Of course, different devices will need to be developed based on the different needs of populations, but internet of things technologies such as these have the potential to be more inclusive than purely text-based technology.

Artificial intelligence

Many countries lack the systems to identify at-risk adult populations who would benefit from vaccination programmes, or the tools to follow through on this information and target them for vaccination. However, the use of artificial intelligence (AI) could speed up the process of identifying people who would benefit from vaccination and reach them in a meaningful way.
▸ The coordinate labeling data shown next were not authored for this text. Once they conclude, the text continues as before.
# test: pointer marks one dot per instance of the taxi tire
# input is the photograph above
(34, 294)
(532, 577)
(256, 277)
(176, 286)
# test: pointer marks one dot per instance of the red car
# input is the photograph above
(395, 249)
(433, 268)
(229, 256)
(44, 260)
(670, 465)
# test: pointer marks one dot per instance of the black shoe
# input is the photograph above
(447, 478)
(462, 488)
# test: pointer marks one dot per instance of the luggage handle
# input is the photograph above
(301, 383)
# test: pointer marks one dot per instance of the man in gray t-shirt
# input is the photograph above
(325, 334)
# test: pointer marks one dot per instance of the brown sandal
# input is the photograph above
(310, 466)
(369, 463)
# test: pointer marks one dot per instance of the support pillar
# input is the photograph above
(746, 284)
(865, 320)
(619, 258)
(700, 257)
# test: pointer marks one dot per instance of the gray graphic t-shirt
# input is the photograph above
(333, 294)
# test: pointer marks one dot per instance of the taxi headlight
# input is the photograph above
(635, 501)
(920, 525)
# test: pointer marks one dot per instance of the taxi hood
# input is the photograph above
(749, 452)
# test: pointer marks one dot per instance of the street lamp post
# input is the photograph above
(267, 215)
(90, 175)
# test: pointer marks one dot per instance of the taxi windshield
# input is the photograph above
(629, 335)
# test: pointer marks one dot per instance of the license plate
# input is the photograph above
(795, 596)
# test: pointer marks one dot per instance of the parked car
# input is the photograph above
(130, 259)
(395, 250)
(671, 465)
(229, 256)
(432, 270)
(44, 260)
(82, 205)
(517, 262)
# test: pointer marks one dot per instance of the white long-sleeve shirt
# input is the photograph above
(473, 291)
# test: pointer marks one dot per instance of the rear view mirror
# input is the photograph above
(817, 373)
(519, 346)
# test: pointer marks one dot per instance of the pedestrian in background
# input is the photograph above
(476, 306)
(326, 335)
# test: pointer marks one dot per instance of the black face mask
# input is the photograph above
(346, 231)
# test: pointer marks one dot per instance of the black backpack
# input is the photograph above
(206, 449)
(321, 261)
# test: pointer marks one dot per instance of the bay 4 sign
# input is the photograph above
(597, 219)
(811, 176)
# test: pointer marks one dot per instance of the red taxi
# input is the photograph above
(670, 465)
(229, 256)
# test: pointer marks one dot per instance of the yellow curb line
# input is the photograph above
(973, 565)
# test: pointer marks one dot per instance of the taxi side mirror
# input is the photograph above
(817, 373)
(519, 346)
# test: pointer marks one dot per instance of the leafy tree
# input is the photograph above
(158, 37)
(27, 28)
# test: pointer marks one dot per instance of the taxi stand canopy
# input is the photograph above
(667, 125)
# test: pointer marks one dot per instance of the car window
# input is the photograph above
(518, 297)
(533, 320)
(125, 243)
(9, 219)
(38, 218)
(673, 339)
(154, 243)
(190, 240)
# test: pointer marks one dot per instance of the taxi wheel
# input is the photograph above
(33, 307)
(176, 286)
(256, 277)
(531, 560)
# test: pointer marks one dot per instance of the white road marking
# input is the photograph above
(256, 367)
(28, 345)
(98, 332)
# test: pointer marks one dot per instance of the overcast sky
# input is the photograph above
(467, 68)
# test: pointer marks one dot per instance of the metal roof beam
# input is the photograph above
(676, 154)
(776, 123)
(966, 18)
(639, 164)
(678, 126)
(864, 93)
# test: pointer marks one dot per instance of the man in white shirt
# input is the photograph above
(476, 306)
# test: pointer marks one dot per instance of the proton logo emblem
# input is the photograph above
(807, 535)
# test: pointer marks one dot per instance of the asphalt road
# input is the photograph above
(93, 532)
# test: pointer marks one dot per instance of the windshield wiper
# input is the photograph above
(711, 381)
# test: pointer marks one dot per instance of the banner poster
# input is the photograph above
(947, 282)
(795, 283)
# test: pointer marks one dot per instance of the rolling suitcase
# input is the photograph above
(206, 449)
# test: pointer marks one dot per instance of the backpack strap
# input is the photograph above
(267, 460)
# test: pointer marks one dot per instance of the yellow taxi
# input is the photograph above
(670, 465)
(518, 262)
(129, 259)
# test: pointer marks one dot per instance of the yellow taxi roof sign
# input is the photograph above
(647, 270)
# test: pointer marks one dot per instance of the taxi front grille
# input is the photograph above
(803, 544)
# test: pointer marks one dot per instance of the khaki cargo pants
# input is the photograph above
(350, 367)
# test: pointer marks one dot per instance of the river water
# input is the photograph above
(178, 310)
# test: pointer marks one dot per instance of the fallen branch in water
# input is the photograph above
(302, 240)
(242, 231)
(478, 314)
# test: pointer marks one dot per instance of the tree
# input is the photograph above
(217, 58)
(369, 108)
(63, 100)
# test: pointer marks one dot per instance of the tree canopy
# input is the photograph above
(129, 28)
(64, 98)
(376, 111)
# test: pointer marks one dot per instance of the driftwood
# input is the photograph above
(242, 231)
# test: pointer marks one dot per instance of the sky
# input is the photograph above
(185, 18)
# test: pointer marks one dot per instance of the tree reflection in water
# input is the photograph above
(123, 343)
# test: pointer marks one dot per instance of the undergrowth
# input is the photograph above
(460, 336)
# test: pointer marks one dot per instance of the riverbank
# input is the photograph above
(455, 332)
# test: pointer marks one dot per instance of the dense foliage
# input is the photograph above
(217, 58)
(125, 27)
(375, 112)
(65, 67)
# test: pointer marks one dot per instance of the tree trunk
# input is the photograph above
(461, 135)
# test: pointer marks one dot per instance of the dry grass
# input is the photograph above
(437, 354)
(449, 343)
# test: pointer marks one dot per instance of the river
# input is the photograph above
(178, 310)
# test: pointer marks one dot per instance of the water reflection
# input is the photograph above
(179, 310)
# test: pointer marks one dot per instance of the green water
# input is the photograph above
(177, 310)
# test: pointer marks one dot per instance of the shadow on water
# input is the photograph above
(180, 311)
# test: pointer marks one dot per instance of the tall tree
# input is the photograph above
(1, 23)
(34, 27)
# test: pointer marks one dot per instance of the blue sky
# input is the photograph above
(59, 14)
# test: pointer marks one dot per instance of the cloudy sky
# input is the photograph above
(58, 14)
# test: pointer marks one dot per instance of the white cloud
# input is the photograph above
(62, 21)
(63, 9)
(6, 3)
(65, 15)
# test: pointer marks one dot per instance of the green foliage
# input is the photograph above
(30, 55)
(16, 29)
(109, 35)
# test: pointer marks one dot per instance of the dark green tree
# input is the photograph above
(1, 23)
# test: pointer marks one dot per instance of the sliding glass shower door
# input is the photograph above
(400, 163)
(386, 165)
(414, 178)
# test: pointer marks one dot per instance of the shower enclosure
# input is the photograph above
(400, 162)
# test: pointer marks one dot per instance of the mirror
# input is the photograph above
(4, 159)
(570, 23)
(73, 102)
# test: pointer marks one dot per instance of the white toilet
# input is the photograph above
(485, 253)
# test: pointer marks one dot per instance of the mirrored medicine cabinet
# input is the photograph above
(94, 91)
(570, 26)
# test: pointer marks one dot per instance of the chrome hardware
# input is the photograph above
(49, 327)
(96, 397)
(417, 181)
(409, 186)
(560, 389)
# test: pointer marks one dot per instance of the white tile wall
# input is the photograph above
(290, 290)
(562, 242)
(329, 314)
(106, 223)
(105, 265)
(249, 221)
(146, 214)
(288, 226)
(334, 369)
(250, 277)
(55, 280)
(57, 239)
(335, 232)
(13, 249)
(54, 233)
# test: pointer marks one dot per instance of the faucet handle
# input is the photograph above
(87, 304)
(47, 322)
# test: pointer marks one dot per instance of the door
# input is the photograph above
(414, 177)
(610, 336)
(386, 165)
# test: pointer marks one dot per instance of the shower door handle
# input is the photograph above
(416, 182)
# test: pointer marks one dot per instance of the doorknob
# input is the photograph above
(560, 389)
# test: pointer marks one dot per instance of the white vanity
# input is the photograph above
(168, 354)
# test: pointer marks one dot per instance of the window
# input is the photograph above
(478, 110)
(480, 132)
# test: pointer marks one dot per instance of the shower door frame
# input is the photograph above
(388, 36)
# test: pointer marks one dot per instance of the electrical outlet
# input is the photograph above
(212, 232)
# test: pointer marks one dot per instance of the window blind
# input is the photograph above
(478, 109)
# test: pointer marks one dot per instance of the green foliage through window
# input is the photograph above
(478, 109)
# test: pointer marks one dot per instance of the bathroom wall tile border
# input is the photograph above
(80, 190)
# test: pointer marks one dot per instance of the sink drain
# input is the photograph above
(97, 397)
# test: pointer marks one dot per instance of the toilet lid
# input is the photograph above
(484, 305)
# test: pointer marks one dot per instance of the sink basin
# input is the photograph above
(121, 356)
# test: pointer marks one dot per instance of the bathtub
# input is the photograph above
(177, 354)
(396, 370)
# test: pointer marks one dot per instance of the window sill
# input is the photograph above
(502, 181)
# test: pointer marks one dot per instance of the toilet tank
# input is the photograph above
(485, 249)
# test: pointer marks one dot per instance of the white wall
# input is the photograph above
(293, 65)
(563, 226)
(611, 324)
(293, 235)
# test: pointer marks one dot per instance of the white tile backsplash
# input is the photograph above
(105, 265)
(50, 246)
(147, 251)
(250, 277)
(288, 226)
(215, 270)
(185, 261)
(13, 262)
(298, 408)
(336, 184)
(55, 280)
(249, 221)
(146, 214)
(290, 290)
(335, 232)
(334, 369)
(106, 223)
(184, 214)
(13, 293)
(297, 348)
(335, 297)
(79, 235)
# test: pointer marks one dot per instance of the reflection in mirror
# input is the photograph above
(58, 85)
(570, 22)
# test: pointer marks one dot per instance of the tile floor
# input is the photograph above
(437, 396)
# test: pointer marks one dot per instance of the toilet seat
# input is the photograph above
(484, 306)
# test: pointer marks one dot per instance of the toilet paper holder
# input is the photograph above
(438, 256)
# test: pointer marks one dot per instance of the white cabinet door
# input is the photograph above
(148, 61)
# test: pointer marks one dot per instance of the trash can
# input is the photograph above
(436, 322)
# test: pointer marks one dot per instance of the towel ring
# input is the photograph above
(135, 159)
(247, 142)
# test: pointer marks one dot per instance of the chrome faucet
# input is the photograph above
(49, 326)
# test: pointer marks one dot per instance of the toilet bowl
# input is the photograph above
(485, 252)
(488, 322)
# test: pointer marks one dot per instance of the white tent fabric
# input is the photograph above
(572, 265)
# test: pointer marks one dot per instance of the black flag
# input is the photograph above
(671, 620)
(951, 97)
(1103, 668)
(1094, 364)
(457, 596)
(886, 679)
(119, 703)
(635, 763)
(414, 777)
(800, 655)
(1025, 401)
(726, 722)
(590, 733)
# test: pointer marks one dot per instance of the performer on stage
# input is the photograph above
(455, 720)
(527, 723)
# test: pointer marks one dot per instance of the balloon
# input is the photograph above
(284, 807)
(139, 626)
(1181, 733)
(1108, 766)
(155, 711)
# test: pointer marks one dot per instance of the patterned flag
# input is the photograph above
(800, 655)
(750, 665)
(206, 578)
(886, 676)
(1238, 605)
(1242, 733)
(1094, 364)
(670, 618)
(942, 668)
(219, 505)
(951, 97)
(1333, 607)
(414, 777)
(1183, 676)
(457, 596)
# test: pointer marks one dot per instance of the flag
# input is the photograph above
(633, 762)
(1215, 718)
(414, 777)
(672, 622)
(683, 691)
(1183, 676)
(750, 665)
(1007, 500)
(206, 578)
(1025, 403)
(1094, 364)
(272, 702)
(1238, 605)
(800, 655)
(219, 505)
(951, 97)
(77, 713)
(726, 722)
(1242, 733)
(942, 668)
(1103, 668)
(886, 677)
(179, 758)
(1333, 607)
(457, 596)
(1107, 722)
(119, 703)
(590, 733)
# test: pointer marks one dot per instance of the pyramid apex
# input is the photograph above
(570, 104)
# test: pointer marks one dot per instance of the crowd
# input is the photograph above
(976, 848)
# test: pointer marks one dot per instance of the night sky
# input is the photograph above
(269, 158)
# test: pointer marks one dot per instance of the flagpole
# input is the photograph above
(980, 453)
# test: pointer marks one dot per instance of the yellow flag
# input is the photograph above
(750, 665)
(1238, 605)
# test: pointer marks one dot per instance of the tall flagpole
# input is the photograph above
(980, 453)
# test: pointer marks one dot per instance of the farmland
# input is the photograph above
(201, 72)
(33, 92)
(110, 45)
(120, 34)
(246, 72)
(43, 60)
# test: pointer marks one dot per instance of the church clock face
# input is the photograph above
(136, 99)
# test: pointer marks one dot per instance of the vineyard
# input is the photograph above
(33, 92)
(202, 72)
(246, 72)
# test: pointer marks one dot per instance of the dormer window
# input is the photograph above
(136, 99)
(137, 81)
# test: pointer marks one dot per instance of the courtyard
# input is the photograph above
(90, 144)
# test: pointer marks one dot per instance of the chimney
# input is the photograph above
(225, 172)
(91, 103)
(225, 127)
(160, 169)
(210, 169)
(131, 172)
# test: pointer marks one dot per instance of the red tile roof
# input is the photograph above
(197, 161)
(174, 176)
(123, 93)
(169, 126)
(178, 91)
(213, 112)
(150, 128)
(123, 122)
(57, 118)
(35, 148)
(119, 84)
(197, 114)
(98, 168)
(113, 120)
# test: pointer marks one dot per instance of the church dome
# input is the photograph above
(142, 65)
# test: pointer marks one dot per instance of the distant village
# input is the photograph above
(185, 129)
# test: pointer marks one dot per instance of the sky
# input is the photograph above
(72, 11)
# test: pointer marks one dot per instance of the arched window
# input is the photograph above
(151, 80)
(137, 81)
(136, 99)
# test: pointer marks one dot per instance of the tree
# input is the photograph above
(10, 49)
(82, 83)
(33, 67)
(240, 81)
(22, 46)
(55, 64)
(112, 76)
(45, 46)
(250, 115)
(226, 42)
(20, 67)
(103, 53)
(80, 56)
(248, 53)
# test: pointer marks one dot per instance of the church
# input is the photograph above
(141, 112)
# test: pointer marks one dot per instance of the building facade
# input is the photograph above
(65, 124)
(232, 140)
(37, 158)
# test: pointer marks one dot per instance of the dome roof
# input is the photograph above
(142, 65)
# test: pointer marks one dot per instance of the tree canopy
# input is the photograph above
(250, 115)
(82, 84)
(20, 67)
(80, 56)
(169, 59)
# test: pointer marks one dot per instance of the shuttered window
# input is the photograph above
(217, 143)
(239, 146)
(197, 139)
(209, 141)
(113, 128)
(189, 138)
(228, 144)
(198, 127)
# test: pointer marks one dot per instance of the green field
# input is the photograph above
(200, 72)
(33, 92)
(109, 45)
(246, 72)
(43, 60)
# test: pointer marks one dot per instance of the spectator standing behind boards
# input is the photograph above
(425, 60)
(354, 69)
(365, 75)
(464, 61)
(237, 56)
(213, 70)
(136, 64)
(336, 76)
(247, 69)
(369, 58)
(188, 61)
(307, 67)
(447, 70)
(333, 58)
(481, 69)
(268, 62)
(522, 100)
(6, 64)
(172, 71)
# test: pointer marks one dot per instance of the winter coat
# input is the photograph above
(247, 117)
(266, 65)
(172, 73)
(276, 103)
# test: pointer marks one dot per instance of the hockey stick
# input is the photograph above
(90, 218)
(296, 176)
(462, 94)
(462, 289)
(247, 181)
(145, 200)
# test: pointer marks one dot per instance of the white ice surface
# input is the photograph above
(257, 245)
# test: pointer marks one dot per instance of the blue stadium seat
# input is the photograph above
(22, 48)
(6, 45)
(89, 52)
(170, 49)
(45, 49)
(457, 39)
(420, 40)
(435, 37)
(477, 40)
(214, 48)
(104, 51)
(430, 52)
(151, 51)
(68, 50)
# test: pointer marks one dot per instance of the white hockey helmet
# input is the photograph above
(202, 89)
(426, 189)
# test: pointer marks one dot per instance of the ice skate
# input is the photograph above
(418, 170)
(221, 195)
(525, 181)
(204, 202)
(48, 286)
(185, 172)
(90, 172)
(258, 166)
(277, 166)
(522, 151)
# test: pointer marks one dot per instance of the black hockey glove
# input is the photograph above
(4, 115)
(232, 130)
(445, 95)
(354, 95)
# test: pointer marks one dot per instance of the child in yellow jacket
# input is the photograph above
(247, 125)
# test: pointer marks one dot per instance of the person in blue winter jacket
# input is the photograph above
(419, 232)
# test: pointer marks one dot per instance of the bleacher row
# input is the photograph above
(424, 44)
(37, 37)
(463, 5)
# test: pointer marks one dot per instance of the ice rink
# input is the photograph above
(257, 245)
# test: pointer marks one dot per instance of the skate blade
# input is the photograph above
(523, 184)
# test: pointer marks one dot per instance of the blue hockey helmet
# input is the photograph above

Sanofi, the sponsor of ILC-UK’s report, has been working with Berg to use AI to assess different populations, races, ages and geographies to see if certain vaccines are more effective in different populations.

Another company using accessible AI to generate smarter healthcare solutions is OKRA Technologies, a start-up led by Delft University graduate Loubna Bouarfa. Its platform works on a figurative and practical level, using environmental and health data to make predictions and assessments about in-need populations, and could be used to pinpoint regions where vaccine uptake is low.

Bouarfa says: “What our system does is flag out regions that there is high population of patients in need of a certain treatment [such as a vaccine]. We then provide our pharmaceutical clients with insight, how to reach out to doctors in these regions, what messaging to use, what clinical based evidence there is about the region, so that they can help patients reach treatments.”